12 KiB
title | date | series | tags | ||||
---|---|---|---|---|---|---|---|
pa'i Benchmarks | 2020-03-26 | olin |
|
pa'i Benchmarks
In my last post I mentioned that pa'i was faster than Olin's cwa binary written in go without giving any benchmarks. I've been working on new ways to gather and visualize these benchmarks, and here they are.
Benchmarking WebAssembly implementations is slightly hard. A lot of existing benchmark tools simply do not run in WebAssembly as is, not to mention inside the Olin ABI. However, I have created a few tasks that I feel represent common tasks that pa'i (and later wasmcloud) will run:
- compressing data with Snappy
- parsing JSON
- parsing yaml
- recursive fibbonacci number calculation
- blake-2 hashing
As always, if you don't trust my numbers, you don't have to. Commands will be given to run these benchmarks on your own hardware. This may not be the most scientifically accurate benchmarks possible, but it should help to give a reasonable idea of the speed gains from using Rust instead of Go.

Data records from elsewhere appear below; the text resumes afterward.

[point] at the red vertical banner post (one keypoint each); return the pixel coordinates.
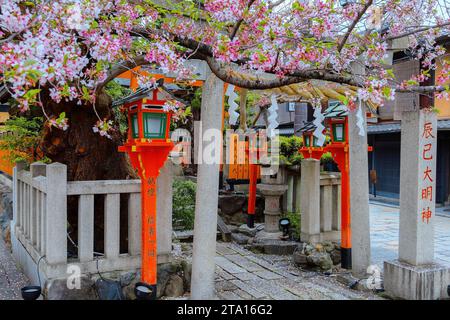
(340, 151)
(253, 176)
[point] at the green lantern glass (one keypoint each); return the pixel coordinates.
(154, 125)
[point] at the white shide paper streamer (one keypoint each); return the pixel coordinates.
(273, 116)
(232, 96)
(360, 120)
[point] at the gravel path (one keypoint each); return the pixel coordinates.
(242, 274)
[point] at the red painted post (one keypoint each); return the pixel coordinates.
(148, 151)
(253, 176)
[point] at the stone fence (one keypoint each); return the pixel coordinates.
(318, 201)
(40, 227)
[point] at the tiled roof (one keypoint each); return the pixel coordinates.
(393, 127)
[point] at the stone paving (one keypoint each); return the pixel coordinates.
(384, 225)
(241, 274)
(11, 278)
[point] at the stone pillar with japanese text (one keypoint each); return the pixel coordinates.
(415, 275)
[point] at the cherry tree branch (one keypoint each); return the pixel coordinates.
(353, 25)
(238, 24)
(418, 31)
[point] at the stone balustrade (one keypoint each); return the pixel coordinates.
(39, 226)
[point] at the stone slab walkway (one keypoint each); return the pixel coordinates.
(11, 278)
(241, 274)
(384, 225)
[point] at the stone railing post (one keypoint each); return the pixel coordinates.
(56, 210)
(207, 197)
(16, 215)
(426, 280)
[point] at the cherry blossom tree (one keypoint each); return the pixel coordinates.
(59, 55)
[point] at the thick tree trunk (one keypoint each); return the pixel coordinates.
(88, 156)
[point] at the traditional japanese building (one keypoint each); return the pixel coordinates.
(384, 134)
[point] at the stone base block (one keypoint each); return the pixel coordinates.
(427, 282)
(310, 238)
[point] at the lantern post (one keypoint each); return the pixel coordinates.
(256, 148)
(336, 118)
(148, 146)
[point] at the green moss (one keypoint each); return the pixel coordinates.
(183, 211)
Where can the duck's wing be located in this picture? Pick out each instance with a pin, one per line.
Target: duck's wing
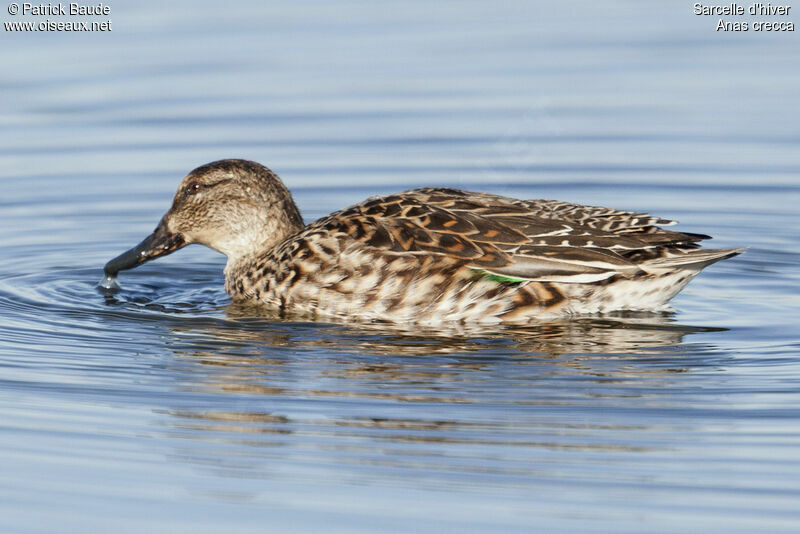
(511, 239)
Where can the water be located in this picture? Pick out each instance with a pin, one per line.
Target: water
(164, 408)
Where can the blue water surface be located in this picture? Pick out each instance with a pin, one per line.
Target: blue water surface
(165, 408)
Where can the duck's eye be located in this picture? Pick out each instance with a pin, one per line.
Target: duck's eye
(193, 188)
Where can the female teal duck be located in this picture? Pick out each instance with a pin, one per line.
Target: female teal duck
(428, 255)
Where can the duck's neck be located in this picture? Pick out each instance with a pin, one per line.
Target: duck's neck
(247, 261)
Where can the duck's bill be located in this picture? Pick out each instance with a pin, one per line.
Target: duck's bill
(160, 243)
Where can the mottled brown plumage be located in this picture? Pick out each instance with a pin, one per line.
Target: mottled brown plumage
(427, 255)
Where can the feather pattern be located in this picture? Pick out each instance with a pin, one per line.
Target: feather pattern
(441, 254)
(428, 255)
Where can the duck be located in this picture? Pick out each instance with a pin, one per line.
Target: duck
(425, 256)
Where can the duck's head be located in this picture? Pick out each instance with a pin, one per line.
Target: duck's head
(234, 206)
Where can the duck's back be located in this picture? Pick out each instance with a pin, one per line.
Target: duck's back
(436, 254)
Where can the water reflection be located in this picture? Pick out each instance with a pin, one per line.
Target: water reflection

You can run these benchmarks in the docker image xena/pahi
. You may need to
replace ./result/
with /
for running this inside Docker.
$ docker run --rm -it xena/pahi bash -l
Compressing Data with Snappy
This is implemented as cpustrain.wasm
. Here is the source code
used in the benchmark:
#![no_main]
#![feature(start)]
extern crate olin;
use olin::{entrypoint, Resource};
use std::io::Write;
entrypoint!();
fn main() -> Result<(), std::io::Error> {
let fout = Resource::open("null://").expect("opening /dev/null");
let data = include_bytes!("/proc/cpuinfo");
let mut writer = snap::write::FrameEncoder::new(fout);
for _ in 0..256 {
// compressed data
writer.write(data)?;
}
Ok(())
}
This compresses my machine's copy of /proc/cpuinfo 256 times. This number was chosen arbitrarily.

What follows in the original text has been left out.